How to pass variables to a function as reference and get them changed in caller without returning

Question

I need to pass in a variable,list and a hash to a subroutine, and get back changes from it without returning.

This code doesnt do the job.

sub foo{
    my $one = {$_[0]};   
    my @list = @{$_[1]};
    my %hash = %{$_[2]};
    print("\n inside foo: ${one}\n");
    print("\n inside foo: $one @list $hash{'key'}\n");
    $one = 2;
    @list = (4,5,6);
    my %hash2;
    $hash2{'key'} = 'valueModified';    
    %hash = %hash2;
    print("\n inside foo after Mod: $one\n");
    print("\n inside foo after Mod: $one @list $hash{'key'}\n");
}

my $one = 1;
my @list = (1,2,3);
my %hash;
$hash{'key'} = 'value';
my @allLocalArgs = (\$one,\@list,\%hash);
foo(\@allLocalArgs);
print("\nafter foo modification: $one @list $hash{'key'}\n");

Output:

 inside foo: HASH(0x234a240)

 inside foo: HASH(0x234a240)  

 inside foo after Mod: 2

 inside foo after Mod: 2 4 5 6 valueModified

after foo modification: 1 1 2 3 value

Thanks.

Answer 1

In principle, and in practically any language, you'd want to pass objects that refer to data structures in the caller, pointers or references. In Perl, that would be a reference -- and you are doing that.

But then in the sub you create local copies; the $one, @list, and %hash in the sub are lexical variables local to sub's scope, masking/shadowing the ones in the calling scope. Changes to those don't do anything outside of sub's scope.

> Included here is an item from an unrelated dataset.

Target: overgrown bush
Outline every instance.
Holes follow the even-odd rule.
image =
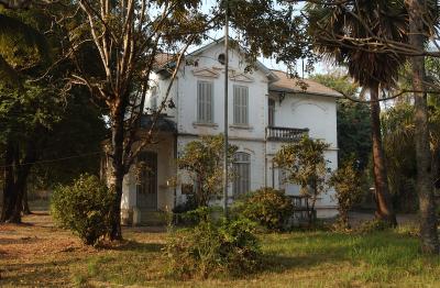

Instead, directly use the references that you passed in order to write to the caller's data.

sub foo { 

    my ($rscalar, $rary, $rhash) = @_;

    $$rscalar = 2;
 
    @$rary = (4,5,6);

    $rhash->{'key'} = 'valueModified'; 
}

foo(\$one, \@list, \%hash);

Now $one, @list, and %hash in the calling code have been changed. For details of working with references please see tutorial perlreftut and reference perlref.

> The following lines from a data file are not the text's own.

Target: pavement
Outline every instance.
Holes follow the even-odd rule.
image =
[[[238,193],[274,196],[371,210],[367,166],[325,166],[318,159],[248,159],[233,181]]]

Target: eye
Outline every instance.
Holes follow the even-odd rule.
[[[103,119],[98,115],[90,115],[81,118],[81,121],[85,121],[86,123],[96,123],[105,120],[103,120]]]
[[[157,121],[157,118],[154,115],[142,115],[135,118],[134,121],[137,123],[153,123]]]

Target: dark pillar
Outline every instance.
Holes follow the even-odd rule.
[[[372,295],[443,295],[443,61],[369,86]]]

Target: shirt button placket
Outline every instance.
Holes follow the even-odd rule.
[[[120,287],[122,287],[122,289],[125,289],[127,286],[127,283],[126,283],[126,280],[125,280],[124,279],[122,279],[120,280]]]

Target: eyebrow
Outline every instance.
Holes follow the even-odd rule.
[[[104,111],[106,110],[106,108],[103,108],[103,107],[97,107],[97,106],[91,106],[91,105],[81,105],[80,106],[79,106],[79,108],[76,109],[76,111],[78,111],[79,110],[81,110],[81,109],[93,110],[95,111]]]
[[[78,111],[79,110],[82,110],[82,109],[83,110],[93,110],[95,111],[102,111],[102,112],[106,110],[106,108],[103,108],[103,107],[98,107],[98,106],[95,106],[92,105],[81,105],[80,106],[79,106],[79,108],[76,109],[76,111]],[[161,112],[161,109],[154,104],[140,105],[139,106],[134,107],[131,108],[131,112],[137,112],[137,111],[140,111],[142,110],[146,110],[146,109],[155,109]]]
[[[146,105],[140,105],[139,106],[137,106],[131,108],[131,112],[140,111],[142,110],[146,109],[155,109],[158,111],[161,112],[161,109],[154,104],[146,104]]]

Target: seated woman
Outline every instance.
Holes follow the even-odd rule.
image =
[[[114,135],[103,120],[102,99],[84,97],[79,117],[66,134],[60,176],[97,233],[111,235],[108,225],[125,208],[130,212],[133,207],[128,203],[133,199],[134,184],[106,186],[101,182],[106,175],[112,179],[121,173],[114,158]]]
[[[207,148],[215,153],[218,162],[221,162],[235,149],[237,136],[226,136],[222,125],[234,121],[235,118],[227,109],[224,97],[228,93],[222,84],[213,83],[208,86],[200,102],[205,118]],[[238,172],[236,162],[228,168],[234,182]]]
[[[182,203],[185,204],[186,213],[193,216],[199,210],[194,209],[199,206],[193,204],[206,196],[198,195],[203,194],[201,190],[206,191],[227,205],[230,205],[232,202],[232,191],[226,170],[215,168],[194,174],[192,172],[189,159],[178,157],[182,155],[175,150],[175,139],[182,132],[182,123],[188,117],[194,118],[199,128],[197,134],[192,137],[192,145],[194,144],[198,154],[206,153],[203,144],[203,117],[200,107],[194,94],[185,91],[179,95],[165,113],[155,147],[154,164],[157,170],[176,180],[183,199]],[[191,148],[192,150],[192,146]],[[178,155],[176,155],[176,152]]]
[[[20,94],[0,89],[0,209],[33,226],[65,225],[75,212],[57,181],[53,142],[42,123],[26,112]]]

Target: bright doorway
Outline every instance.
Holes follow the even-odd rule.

Note that foo(\@allLocalArgs); passes the reference of the array with arguments, so the sub receives one element -- that array's reference. You can do that but for the point of the question it isn't needed so I removed it and passed the list of arguments directly.

Another thing to note is that arguments are aliased in @_ -- so if in the sub you work with @_ directly then you may change data in the caller. So if you were to pass a scalar variable as foo($one) then $_[0] = 2 in the sub changes $one in the caller. This is in principle best avoided in my opinion; if caller's data is to be changed that should be made as explicit as possible; pass the reference.

---

A note on terminology

A list in Perl is an elusive, ephemeral structure used to move data around in a program; think of a bunch of scalars (values) on the stack somewhere, about to be used and disappear. Perhaps to pass arguments to a function (foo($v1, $v2)), or to form a string (join '', $v1, $v2), or to create an anonymous array reference ([$v1, $v2]), etc.

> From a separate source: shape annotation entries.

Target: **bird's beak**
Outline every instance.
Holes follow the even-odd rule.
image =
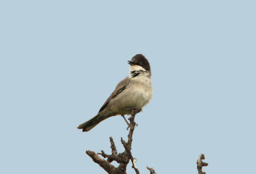
[[[134,65],[134,64],[132,61],[128,61],[128,64],[129,65]]]

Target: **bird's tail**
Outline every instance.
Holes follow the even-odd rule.
[[[92,119],[88,120],[83,124],[78,126],[77,129],[83,129],[83,132],[88,132],[93,128],[96,125],[99,124],[100,122],[103,121],[108,117],[102,117],[100,115],[100,113],[99,113],[95,117],[92,118]]]

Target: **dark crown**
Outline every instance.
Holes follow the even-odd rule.
[[[150,65],[149,64],[148,59],[145,57],[144,55],[143,55],[141,54],[138,54],[135,55],[131,61],[128,61],[129,64],[131,65],[134,64],[134,65],[138,65],[141,67],[143,67],[145,69],[146,69],[148,71],[150,71]]]

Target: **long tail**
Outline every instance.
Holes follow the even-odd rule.
[[[100,122],[108,118],[107,117],[102,117],[100,115],[100,113],[99,113],[95,117],[94,117],[92,119],[78,126],[77,129],[83,129],[83,132],[88,132],[95,126],[96,126],[96,125],[99,124]]]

The other use of the term is for a syntax property, of a grouping/collection of scalars (usually seen in parenthesis, but those are incidental and needed for precedence really).

An array, on the other hand, is a multi-valued variable. Much like a hash (associative array) is a multi-valued variable, and as opposed to a scalar, being a single-valued variable.

A lot has been written on this; here are a few links that came up readily: an Effective Perler article (with links to a few more articles), and a Stackoverflow page Perl array vs list.

In short, you are asking about a "scalar, array, hash."